結論: 残念ながら、現時点では、エージェントを効果的に活用するためには、依然としてユーザー自身の知識と、レビューや的確な指示を出す能力が必要です。ユーザーの負担をゼロにすることはまだ難しい段階です。
Q6: 曖昧な指示への対応能力 (1:15:12~)
質問者: 荒瀬さん
質問: ユーザーがエージェントに出す指示には、非常に具体的なもの(例:「購入額X円以上のユーザーが購入した商品Yのうち、カテゴリZのものをリストアップ」)から、かなり抽象的で曖昧なもの(例:「有料顧客がよく購入している家電リストを教えて」)まで様々です。現在のコード生成モデルは、後者のような曖昧な指示(「有料顧客」の定義がないなど)をどの程度扱えるのでしょうか?
回答者 (Graham Neubig): 良い点ですね。現在の言語モデルは、曖昧な指示に対しても、何らかの解釈(例えば、「有料顧客」を過去の購入履歴や頻度に基づいて推測するなど)を試み、処理を進めようとする傾向があります。デモで試した(結局英語になってしまいましたが)アプリ作成も、非常に曖昧な指示でしたが、モデルはFlaskを使うなど具体的な技術選択をして実装を開始しました。
問題点: しかし、その解釈がユーザーの意図と合っているとは限りません。

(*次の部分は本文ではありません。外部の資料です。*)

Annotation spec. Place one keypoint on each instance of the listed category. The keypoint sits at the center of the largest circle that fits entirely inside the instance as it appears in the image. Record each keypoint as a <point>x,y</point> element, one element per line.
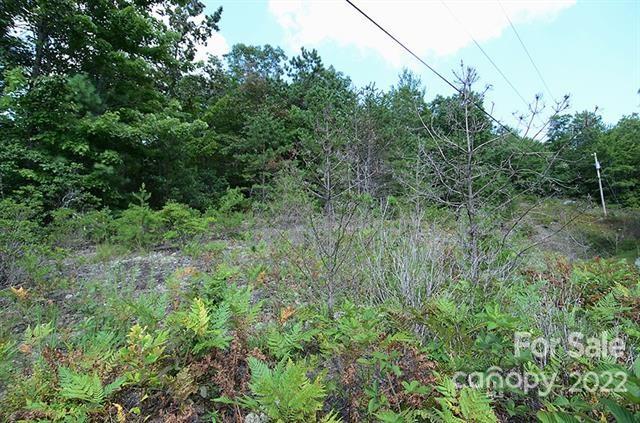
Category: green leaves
<point>85,387</point>
<point>285,393</point>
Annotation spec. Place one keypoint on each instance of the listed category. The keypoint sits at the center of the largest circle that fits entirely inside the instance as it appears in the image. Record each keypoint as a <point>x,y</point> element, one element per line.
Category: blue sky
<point>589,49</point>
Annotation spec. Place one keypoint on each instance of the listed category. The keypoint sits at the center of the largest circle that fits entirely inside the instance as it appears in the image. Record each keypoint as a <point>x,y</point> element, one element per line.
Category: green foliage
<point>285,393</point>
<point>466,405</point>
<point>209,329</point>
<point>85,388</point>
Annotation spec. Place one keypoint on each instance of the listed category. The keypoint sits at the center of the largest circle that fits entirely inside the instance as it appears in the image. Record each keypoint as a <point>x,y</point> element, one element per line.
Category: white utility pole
<point>604,208</point>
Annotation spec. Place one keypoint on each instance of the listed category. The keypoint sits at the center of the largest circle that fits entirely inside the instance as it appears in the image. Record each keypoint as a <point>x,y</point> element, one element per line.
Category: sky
<point>588,49</point>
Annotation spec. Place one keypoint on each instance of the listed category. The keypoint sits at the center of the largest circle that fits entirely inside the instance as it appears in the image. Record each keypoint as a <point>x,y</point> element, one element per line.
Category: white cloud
<point>427,27</point>
<point>216,45</point>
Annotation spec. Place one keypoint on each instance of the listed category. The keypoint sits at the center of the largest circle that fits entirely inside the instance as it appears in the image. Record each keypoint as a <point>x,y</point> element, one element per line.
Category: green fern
<point>467,405</point>
<point>285,393</point>
<point>197,319</point>
<point>286,344</point>
<point>84,387</point>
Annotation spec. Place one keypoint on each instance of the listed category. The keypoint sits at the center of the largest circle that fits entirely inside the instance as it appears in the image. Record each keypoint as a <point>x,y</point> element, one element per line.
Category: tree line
<point>100,97</point>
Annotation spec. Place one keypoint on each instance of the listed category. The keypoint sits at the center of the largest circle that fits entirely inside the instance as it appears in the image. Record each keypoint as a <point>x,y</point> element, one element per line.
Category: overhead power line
<point>438,74</point>
<point>524,47</point>
<point>526,103</point>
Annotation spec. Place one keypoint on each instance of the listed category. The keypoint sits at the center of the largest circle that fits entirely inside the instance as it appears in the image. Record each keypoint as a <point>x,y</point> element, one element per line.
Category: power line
<point>486,55</point>
<point>370,19</point>
<point>526,51</point>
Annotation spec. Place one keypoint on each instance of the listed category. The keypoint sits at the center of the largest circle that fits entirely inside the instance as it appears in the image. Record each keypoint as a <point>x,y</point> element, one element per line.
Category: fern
<point>285,393</point>
<point>85,388</point>
<point>197,319</point>
<point>217,334</point>
<point>286,344</point>
<point>468,405</point>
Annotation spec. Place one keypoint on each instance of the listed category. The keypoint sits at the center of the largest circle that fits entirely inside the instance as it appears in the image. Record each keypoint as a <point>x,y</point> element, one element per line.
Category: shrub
<point>69,229</point>
<point>20,236</point>
<point>182,222</point>
<point>285,393</point>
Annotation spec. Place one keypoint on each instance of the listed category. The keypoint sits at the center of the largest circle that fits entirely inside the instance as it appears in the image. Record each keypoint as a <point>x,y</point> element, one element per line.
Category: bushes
<point>20,238</point>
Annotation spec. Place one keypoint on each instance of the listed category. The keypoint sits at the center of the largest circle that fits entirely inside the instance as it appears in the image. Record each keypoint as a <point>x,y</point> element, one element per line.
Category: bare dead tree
<point>472,168</point>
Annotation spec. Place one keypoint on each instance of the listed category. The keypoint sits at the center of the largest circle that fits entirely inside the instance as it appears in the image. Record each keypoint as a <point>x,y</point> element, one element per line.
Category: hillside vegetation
<point>255,239</point>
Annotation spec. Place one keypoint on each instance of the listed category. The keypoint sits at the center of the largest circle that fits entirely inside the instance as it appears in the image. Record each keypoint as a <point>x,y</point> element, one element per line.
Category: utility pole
<point>604,208</point>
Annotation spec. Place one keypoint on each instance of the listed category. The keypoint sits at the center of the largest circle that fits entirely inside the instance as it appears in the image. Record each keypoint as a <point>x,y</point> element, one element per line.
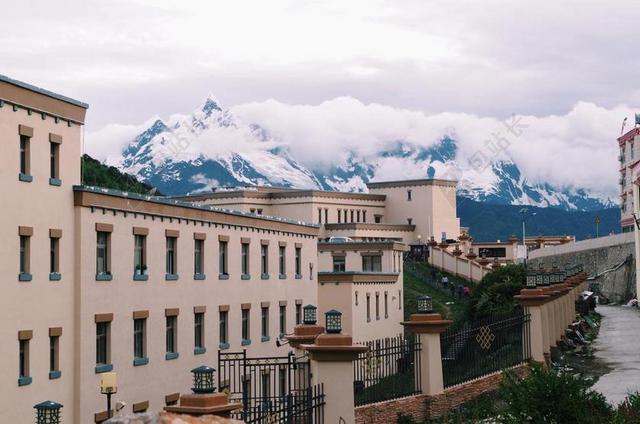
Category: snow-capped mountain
<point>212,148</point>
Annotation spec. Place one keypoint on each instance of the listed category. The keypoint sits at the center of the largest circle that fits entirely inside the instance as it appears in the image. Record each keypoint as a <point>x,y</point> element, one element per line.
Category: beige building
<point>100,280</point>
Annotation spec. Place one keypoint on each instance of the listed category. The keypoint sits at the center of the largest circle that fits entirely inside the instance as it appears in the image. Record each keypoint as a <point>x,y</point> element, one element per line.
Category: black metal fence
<point>272,389</point>
<point>484,347</point>
<point>389,370</point>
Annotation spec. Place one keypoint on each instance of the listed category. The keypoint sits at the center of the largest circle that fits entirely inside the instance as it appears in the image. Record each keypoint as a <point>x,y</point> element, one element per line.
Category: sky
<point>569,67</point>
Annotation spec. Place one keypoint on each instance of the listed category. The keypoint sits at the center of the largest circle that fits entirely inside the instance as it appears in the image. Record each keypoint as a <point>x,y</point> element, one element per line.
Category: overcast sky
<point>134,59</point>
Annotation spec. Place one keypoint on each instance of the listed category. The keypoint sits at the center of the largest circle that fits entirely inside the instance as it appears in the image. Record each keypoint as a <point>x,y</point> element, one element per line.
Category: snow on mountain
<point>211,148</point>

本当はJavaScriptのアプリが欲しかったかもしれません。
理想的な挙動: 本来であれば、曖昧な点があればエージェントがユーザーに質問し、要件や定義を明確化してから作業を進めるべきです。
現状: このような対話による要求明確化の能力は、まだ研究開発途上の段階であり、今後の改善が期待される領域です。
Q7: 学習データ汚染(リーク)と評価の信頼性 (複数回の同様質問:1:08:09~, 1:30:09~)
質問者: 坪井さん
質問: 大規模言語モデルの事前学習にはGitHubなどの公開データが大量に含まれているため、SWE-Benchのような公開リポジトリベースのベンチマークで評価すると、モデルが単に「答えを知っている」だけでスコアが高くなるデータ汚染(リーク)の問題があると思います。SWE-Gymのようにテストセットと分離されたデータセットで学習・評価する方が、実際の性能に近いと言えるのでしょうか? それとも、汚染の可能性があってもSWE-Benchのスコアはある程度信頼できるのでしょうか?
回答者 (Graham Neubig): これは評価における非常に重要な論点です。
汚染の認識: おっしゃる通り、特に大規模な公開プロジェクトに関するデータ汚染は確実に存在していると考えています。100%防ぐのは困難です。
SWE-Benchスコアの有用性: しかし、興味深いことに、現状ではSWE-Benchでより高いスコアを出すモデルの方が、実際に使ってみた体感としても、より能力の高い、優れたエージェントであるという傾向(相関)は見られます。つまり、汚染の影響を考慮しても、ベンチマークとしての価値が完全になくなっているわけではない、というのが私の現在の感覚です。
SWE-Gymの役割: SWE-Gymは、SWE-Benchのテストセットとは意図的にリポジトリを分離しているため、テストデータに対する直接的な汚染の影響を軽減し、より汎化性能に近い形でモデルを学習・評価するための手段として有効だと考えています。
真の汎化性能評価の難しさ: 最も理想的なのは、モデルの学習データには含まれていない完全に非公開な、実世界の企業のコードベースなどで評価することですが、データの機密性や再現性の問題から、これを大規模かつ公平に行う標準的な方法は確立されていません。これが今後の評価研究における大きな課題の一つです。